Datasets are harmonised through standardised metadata, spatial referencing, and temporal indexing, enabling consistent spatiotemporal queries across sensors and processing levels. A uniform internal structure reduces product-specific preprocessing and allows the same data-access routines to be applied across regions, sensors, and studies. This supports Earth systems analyses workflows such as validation against in situ observations, comparisons between observation and mapped products, observation system experiments, and multivariate sensor analyses.
Example applications demonstrate cross-product collocation with Argo, analysis of sea surface height variability during extreme events, and relationships between surface variables relevant for data-driven reconstruction. OceanTACO improves accessibility to coordinated multi-source analyses while preserving data provenance and native observation characteristics, and can be extended with new missions without restructuring the dataset. The core and extended dataset are available at https://doi.org/10.57967/hf/8171 (Lehmann and Aybar, 2026a) and https://doi.org/10.57967/hf/8172 (Lehmann and Aybar, 2026b) respectively.
The paper presents a "data system" composed of data from various sources and therefore subject to potentially different processing methods and/or algorithms. Highlighting these possibilities and providing information on the challenges encountered when using data from various sources is a plus.
The data system can certainly be useful for many purposes, and therefore the paper, while not original, is valuable.
Some information should be added for further useful references.
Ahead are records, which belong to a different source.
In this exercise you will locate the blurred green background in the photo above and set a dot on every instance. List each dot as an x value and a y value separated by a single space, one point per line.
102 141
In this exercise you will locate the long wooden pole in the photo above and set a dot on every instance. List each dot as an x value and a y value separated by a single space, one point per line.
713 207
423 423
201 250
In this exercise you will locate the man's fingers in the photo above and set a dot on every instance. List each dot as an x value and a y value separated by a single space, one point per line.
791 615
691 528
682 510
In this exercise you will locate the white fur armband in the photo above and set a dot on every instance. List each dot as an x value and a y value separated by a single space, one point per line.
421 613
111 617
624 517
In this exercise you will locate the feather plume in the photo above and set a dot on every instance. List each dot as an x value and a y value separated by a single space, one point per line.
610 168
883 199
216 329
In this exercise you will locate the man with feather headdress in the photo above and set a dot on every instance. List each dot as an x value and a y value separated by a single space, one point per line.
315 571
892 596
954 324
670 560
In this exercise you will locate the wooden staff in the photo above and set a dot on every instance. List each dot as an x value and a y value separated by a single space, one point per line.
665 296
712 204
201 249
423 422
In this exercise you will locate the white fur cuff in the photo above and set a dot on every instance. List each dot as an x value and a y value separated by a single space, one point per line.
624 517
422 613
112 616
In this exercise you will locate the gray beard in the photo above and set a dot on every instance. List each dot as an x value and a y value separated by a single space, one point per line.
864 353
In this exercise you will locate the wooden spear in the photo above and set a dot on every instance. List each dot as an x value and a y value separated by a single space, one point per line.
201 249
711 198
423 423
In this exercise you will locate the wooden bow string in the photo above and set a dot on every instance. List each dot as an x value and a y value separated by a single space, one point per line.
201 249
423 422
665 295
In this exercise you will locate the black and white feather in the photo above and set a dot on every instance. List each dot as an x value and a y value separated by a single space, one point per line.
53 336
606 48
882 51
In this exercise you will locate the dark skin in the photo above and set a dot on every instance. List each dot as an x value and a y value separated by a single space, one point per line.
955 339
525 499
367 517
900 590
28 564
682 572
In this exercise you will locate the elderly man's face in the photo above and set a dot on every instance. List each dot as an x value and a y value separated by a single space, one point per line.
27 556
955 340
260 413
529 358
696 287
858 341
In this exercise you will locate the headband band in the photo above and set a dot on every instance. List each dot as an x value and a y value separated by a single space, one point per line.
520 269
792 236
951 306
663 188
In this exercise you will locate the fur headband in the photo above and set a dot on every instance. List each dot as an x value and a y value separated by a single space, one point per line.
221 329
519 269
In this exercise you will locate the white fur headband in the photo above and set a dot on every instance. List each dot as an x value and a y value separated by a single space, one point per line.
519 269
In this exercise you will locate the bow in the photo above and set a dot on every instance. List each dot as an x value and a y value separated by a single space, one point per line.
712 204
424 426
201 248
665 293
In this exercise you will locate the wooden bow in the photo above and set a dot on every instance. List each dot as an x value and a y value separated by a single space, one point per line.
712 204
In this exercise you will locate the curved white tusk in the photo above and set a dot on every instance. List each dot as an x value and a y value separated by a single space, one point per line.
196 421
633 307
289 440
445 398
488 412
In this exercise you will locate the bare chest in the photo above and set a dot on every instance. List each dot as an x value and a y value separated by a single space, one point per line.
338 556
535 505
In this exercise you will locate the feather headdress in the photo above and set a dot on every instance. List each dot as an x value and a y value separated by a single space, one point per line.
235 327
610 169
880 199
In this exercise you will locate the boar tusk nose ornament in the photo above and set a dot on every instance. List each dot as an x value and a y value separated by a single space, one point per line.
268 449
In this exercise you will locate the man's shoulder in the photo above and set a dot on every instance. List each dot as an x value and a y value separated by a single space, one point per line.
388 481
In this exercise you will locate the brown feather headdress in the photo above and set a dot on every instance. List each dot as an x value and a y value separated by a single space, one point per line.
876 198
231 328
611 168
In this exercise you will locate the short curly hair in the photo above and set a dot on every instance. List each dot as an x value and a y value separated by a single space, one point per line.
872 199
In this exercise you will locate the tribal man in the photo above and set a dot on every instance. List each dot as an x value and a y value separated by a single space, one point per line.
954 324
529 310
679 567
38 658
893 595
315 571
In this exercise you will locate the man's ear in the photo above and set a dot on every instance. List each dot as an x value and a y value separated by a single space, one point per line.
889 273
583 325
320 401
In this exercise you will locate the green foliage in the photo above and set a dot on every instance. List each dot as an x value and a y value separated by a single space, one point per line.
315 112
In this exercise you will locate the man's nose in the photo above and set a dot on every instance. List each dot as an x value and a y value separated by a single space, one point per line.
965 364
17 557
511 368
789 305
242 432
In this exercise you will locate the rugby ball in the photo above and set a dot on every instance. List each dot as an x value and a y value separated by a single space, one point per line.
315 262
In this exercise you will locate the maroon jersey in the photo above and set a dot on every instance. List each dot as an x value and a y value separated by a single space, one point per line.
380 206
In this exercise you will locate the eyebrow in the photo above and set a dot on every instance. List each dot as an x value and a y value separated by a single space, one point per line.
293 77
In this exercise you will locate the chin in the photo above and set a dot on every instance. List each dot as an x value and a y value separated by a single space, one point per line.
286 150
Any data set contains noise and spurious data. Have these been eliminated from the data residing in the various repositories? Was a check performed within the "OceanTACO" system?
A weakness of the article is represented by the usage examples, which are rather superficial and do not provide sufficient detail, as in 3.3 and 3.5. In the case of Observation System Experiments and Mission Impact Studies, how much of an impact might the definition of very large regions (perhaps unable to highlight subregional phenomena) have on (e.g.) impact studies? Even more vague is the paragraph regarding machine learning, which could also be considered data mining. There are many machine learning models, including supervised, unsupervised, semisupervised, and reinforcement learning. Some details on what has been used by the cited authors could be very useful.